Becker's Speaker Series: 4 questions with Capio Partners LLC Chief Healthcare Strategy Officer, Lyman Sornberger

Lyman Sornberger serves as Chief Healthcare Strategy Officer for Capio Partners LLC. 

On Saturday, September 23, Mr. Sornberger will give a presentation at Becker's Hospital Review 3rd Annual Health IT + Revenue Cycle Conference. As part of an ongoing series, Becker's is talking to healthcare leaders who plan to speak at the conference, which will take place September 21 through September 23 in Chicago.

To learn more about the conference and Mr. Sornberger's session, click here.

Based on experience with two healthcare systems of $6B+, Mr. Sornberger found the following to be true.

Question: Please share the state of revenue cycle management at your organization. What is your payer mix? What about your revenue cycle is working well, what needs improvement and what do you find yourself spending more time on?Sornberger Lyman Headshot

Lyman Sornberger: RCM is in constant flux but the challenge is the obvious one-constant change. Overall, we are keeping pace with changes, but it is difficult between regulatory changes and keeping pace with the required technology. Our payer mix is 35 percent government, 23 percent state, 26 percent commercial and 16 percent self pay.

Our organizational structure is in our opinion the best practice. We align management around insurance versus patient responsibility and have a robust denials and appeals process. The focus is on shifting the back-end changes to the front either through technology, staffing and/or training. More time is spent on creating more patient-friendly processes, while maximizing reimbursement. Sometimes it can be a double-edged sword, but it's the nature of the beast.

Q: How have alternative payment models affected your line of work? Can you share three specific steps, if any, has your organization taken to adapt to bundles and ACO payments?

LS: It's anticipated that 90 percent of hospitals will be under a bundled payment model by 2020. Current technology platforms and operational process are not prepared for this major change. In some respect, the provider becomes a payer or distributor internally and sometimes externally. In addition, healthcare staff is not educated to the single business office to the extent to support a bundled payment model. I will stress that a bundled payment does not mean a full payment! There will be carve-outs, somewhat to the extent of defining clinical pathways. That simply is not an easy pathway for providers. Therefore, there are probably three focuses: 1) Transition to a new payment model and adoption, including the charge master, contracting, financial exposure, cost and training. 2) Technology integration, since today's systems do not communicate well, and it's a requirement for future payment models. 3) Education is paramount throughout the organization since the change has an undefined expense and impacts every aspect of the health system.

Q: Percent-wise, roughly how much of your revenue cycle is automated? Do you plan to maintain that percent or increase in the next one to two years? What effects have you seen from automation, good or bad?

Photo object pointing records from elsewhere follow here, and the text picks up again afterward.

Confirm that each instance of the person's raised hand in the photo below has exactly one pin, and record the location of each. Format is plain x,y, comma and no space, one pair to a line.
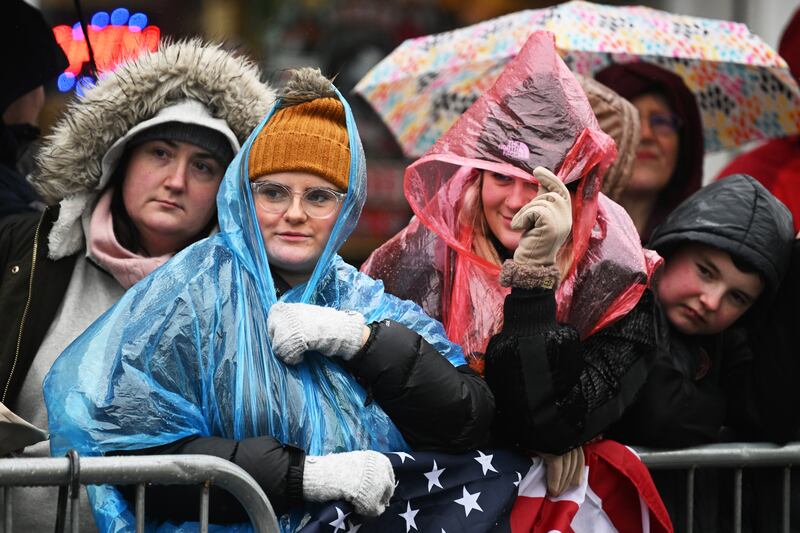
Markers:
545,222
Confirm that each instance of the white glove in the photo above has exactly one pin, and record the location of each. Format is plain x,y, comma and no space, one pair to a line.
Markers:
564,471
297,328
363,478
545,221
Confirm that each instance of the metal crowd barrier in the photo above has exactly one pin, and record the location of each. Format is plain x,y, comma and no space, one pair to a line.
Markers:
736,456
202,470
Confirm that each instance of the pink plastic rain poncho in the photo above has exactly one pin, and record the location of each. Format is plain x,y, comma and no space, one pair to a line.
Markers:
536,114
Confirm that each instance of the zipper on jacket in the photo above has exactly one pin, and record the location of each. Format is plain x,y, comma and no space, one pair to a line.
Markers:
27,306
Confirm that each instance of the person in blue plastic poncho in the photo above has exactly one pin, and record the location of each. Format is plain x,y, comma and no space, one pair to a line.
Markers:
261,346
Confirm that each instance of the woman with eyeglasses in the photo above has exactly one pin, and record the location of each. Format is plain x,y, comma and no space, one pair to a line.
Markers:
669,162
261,346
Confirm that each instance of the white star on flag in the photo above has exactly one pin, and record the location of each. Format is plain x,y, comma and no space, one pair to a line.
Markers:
408,516
403,456
485,461
339,522
469,501
352,528
433,476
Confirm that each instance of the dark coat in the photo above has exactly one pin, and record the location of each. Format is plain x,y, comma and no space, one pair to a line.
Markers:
554,392
31,290
744,378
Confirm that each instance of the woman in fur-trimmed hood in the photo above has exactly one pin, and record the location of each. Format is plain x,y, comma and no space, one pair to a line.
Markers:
260,345
130,173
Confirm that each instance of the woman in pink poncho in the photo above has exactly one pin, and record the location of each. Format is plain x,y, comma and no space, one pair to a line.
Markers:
571,350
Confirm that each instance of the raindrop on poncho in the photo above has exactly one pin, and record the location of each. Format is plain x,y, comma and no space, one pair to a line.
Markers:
185,352
536,114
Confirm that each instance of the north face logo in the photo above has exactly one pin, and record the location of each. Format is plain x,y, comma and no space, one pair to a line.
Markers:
516,150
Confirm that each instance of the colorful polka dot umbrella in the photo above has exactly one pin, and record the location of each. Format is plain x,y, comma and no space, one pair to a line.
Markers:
744,89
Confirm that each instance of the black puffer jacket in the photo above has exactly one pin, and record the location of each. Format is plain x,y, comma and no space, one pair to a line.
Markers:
32,287
745,377
555,392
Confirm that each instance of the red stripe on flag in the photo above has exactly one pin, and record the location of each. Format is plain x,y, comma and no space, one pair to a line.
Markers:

LS: Automation can have a strange definition since many organizations will proclaim they are automated, but really have a band-aid with some manual intervention. Automation for me is A-Z. For others it could be A-L and require some human action. It is inevitable health systems invest in technology. In my opinion, they will need to double their cost to support this inevitable future healthcare change.

Q: What is one investment you've made in RCM that has surprised you in terms of ROI? How so?

LS: Education/training, building the association to a positive clinical relationship, promoting the financial health of the organization and — maybe most important — the patient experience. That is a broad-brushed approach to meet the healthcare regulatory and technical requirements to support the process. If you take on a patient-centered approach, the end game drives the decision-making for the health system's brand and quality of care.